In this example we will use the process_directory utility function to process a directory.

In order to simplify the application of filters bs-processor contains utilities for processing documents saved in files.

The file_util module has two main entry points: process_file and process_directory.

process_file takes as parameters the processor and the input and output file names.

process_directory is slightly more complex and it will be used in this example.

In this example we will use the input directory used by all other examples and we will output the result to a new directory output2 at the same level with input.

To keep the focus on the directory function we will keep things simple and use a filter processor that filters empty tags.

from bs_processors.predicate import is_empty_p
from bs_processors import filter_factory
filter_empty = filter_factory(is_empty_p)

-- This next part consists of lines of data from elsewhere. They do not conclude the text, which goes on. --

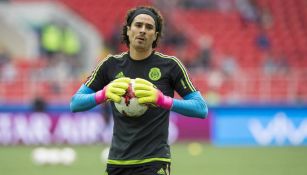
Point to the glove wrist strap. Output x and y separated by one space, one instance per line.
163 101
100 96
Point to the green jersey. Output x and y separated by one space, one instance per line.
144 139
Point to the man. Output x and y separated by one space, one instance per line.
139 145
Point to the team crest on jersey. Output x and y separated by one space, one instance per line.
154 74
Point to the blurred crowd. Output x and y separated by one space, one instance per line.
60 46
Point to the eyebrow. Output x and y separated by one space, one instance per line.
139 22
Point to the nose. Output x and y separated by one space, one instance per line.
143 29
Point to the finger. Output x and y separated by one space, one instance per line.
144 100
142 87
118 91
114 97
143 81
121 85
123 79
142 93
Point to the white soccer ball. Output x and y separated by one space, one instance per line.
129 105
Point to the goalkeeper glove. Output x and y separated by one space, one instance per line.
113 91
148 94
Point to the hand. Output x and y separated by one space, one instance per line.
113 91
145 91
148 94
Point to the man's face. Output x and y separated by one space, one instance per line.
142 32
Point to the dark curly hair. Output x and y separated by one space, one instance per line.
159 25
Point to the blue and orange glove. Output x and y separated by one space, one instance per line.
148 94
113 91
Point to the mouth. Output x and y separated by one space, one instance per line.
140 38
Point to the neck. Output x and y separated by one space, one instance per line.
140 54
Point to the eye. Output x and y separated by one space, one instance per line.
138 25
149 27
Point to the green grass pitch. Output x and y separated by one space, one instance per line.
186 160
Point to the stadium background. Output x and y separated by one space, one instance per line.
247 57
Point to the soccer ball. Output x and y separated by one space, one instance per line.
129 105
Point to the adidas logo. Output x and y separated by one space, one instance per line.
120 75
161 171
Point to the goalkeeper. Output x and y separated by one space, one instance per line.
139 145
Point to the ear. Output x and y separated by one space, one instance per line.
128 30
156 36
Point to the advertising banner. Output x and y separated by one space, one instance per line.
263 126
62 127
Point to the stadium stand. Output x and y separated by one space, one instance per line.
283 38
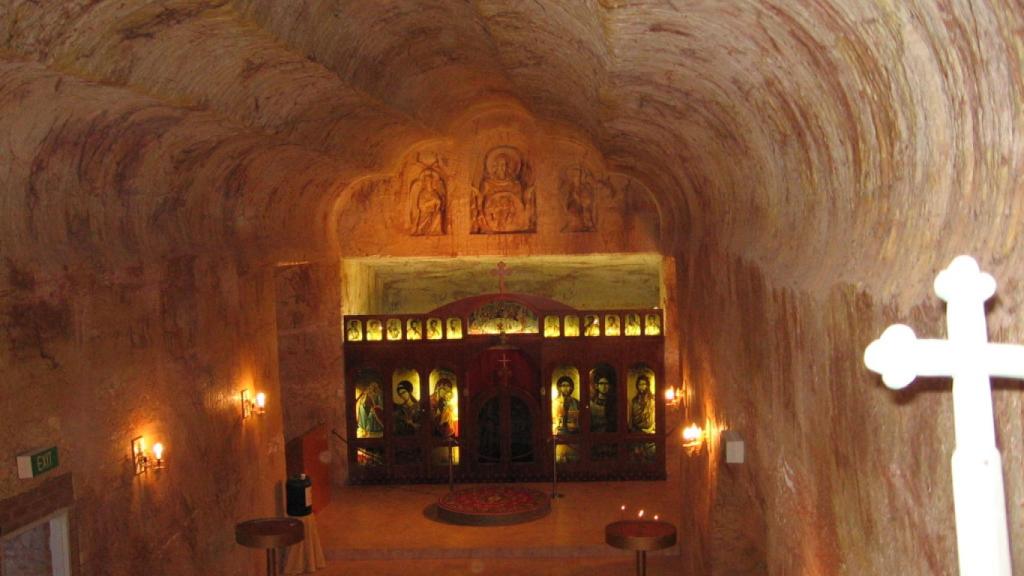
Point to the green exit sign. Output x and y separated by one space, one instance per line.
31 465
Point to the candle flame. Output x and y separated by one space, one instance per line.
692 435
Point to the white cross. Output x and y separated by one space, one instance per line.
899 356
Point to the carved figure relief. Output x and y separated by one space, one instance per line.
505 201
428 199
579 190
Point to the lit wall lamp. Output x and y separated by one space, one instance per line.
142 460
672 397
693 437
250 407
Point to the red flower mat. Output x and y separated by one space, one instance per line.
493 504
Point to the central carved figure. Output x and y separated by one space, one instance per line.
505 201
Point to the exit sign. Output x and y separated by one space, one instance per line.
31 465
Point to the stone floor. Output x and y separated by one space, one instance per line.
390 530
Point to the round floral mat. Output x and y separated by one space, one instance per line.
488 505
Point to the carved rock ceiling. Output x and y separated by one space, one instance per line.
801 134
813 164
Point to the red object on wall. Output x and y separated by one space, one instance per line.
303 455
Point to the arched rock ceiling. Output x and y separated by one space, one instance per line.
829 132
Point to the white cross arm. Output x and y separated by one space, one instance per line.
900 357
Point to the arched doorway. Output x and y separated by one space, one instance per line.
506 439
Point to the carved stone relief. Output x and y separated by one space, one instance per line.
428 197
505 201
579 190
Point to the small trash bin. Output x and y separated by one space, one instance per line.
299 491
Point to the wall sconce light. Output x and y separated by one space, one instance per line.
250 407
141 460
672 396
247 405
693 438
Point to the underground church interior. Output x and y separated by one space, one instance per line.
505 279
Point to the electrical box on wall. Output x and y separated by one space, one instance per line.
734 451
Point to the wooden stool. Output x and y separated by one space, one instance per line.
269 533
640 535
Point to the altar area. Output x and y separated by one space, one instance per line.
505 387
568 540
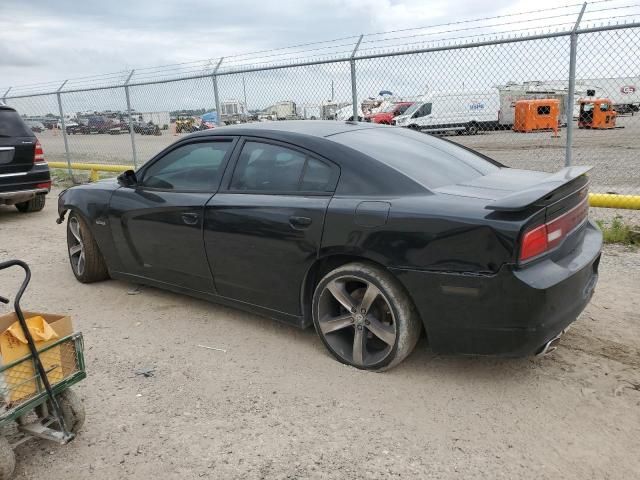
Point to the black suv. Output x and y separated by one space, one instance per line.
24 174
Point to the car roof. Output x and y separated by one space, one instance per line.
314 128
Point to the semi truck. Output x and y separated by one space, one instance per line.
459 112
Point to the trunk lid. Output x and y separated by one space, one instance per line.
511 190
559 200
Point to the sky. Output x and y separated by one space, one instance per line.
44 40
58 40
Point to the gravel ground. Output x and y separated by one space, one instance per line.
276 406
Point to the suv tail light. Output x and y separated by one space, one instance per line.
38 154
546 237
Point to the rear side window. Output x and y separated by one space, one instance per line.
430 161
265 167
193 167
12 125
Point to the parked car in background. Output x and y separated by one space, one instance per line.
99 124
460 112
386 116
74 128
24 174
146 128
36 127
369 233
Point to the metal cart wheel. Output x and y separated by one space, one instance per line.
7 459
72 410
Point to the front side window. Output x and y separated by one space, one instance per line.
264 167
192 167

In order to do our processing we'll use the following code:

import util
from bs_processors.utils.file_util import process_directory

def main():
    input_dir = util.relative_to_absolute_path_name(__file__, "input")
    output_dir = util.relative_to_absolute_path_name(__file__, "output2")
    process_directory(filter_empty,'html.parser', input_dir, output_dir,"*.html")

This will run all files that match *.html through the filter_empty processor and put the result in the output2 directory.

process_directory will recreate the structure of the input directory in the output directory ( subdirectories from input will become subdirectories in output).